A lot to smile about, if he wants to: Landreneau has brought much success to McNeese softball program – American Press
Head softball coach James Landreneau guided McNeese State to its eighth NCAA Tournament appearance and first regional final last week in the Evanston (Ill.) Regional. (Phillip Mitchell / Special to the American Press)
There is physical proof that James Landreneau does in fact smile.
It was right there for all McNeese State softball fans to see.
Maybe it did just happen once, but it was caught on national television.
Moments after his Cowgirls turned a triple play against Notre Dame last May in the Evanston Regional the ESPN cameras turned and focused on the McNeese bench.
As the players celebrated there it was, just for a second but it was clear as day, the cowgirl head coach was grinning from ear to ear. In a flash the moment was gone, for there was still a game against a top 25 team to win.
“I don’t know if he’s every really happy,” pitcher Ashley Vallejo said during last season. “He seems a bit grumpy a lot. But we know when he’s happy with us and when he’s not.”
Landreneau says he isn’t always unhappy.
“I smile,” said Landreneau. “I think I smile more than I get credit for. When we finally win a regional I will really smile.”
His Cowgirls are getting closer as two wins over the Irish this year had McNeese playing in the title game against host Northwestern, the ninth-ranked team in land at the time. That is more than enough to make a coach smile.
“No, James doesn’t like to smile,” said Todd Butler, McNeese Associate AD who overseas softball. “I have known him for two decades and he is a relentless worker, but he doesn’t smile very often. We kid him about that.”
The 47-year-old skipper of McNeese’s top program has a lot to smile about if he wants.

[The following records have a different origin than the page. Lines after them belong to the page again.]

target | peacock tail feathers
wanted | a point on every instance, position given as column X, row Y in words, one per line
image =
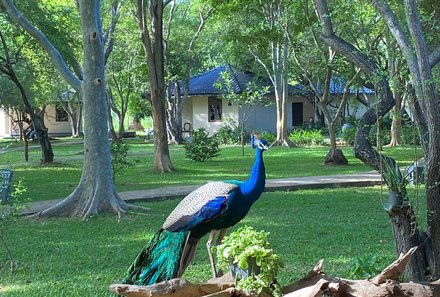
column 159, row 260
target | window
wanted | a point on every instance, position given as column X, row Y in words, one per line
column 214, row 109
column 61, row 115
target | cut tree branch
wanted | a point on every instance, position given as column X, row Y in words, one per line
column 53, row 52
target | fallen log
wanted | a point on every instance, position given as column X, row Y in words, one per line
column 318, row 284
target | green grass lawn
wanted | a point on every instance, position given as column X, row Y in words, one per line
column 59, row 179
column 70, row 257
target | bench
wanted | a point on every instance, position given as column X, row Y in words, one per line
column 5, row 184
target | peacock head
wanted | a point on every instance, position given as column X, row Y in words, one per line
column 260, row 144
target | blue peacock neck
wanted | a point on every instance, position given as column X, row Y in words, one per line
column 253, row 187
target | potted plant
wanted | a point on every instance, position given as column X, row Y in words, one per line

In his six seasons at the helm of the Cowgirls they have posted a 211-125 record and are 97-32 in Southland Conference play. He has been the league’s Coach of the Year twice and won the honor this past spring for all of Louisiana’s softball coaches.
His teams won at least 33 games every year but one, that in 2020 when the pandemic shut down the season early. At the time it ended McNeese was off to a 19-7 start.
It has led other schools to show interest in Landreneau, but he shut down talks with Troy early, believing he was closer to his goal at McNeese then starting over elsewhere.
“Every year there are schools that reach out, and it is flattering,” said Landreneau. “But I am very happy here at McNeese. I think we are trending in the right direction. I don’t see any reason to go anywhere else right now.”
Landreneau’s path to his present location is one interesting enough. He never figured to be coaching in college let along softball.
He was a baseball guy who was selling cars when the idea first came up.
But since taking over the Cowgirls in 2017 he has helped continue their rise in ranks and even made them a national name. They have become the power program in the Southland and have their eyes on bigger prizes.
Yet, none of this was planned.
“I didn’t every expect to be a college coach,” said Landreneau. “I didn’t have a college degree, I was selling cars and running Bullet Baseball.”
Then McNeese head coach Mike Smith wanted Landreneau just to help out and the only money he would offer him was a small amount for taking care of the field.
“I was officially working just 29 hours a week,” Landreneau said. “That was it. I had two kids. I had started Bullet Baseball (a group of travel teams) as an academy and was paying my own way.”
He even had to re-start his baseball business after Hurricane Rita in 2005.
“That wiped us out and we began all over again,” Landreneau said.
But all that, especially what he learned selling cars and his time as finance director at the dealership, helped make him a better softball coach.
“That thought me how to treat people and how to get to know what they need,” Landreneau said. “It is about the business of treating them right and telling them what you want and why and finding out what they want. You have to be able to listen and learn.”
Landreneau’s ability to grow with the program has been a huge plus for McNeese. He runs a polished team that is deeply involved in the community. And he has had his hand in every part of the softball building process.
Back before there was no section for season ticket holders Landreneau led the way to setting one. He even helped nail the special seats with his own hands.
“You do what you have to do,” he said. “I didn’t worry about what we didn’t have, I just figured out what we needed and found a way to get it.”
That has earned him not only respect in the softball world but also on his own campus.
“James has created the best culture of any of our athletic programs,” said McNeese Athletic Director Heath Schroyer. “He is a star. I’m so impressed by what he does and what he has built. We would be lost without him.”
As for on the field, Landreneau’s teams duck nobody. He plays one of the toughest schedules around. Last season his Cowgirls took on both Oklahoma and Texas, the two teams that met for the national championship.
“I want to play the best because that is what makes you the best,” Landreneau said. “We want to find out early what we need to work on.”
Work is the essence of Landreneau’s success.
“Really, the right doors have just always opened up for me,” he said. “I’ve been lucky for that. A spot at McNeese came up, I was able to get my degree and I just kept moving up. I got a Division I job and I didn’t have to move around the country.
“I was told that if you are good at what you do and enjoy your job and work hard at it, you will never have to apply for a job. People want to notice and want you. I’ve been lucky that way.”
Now they even notice when he smiles.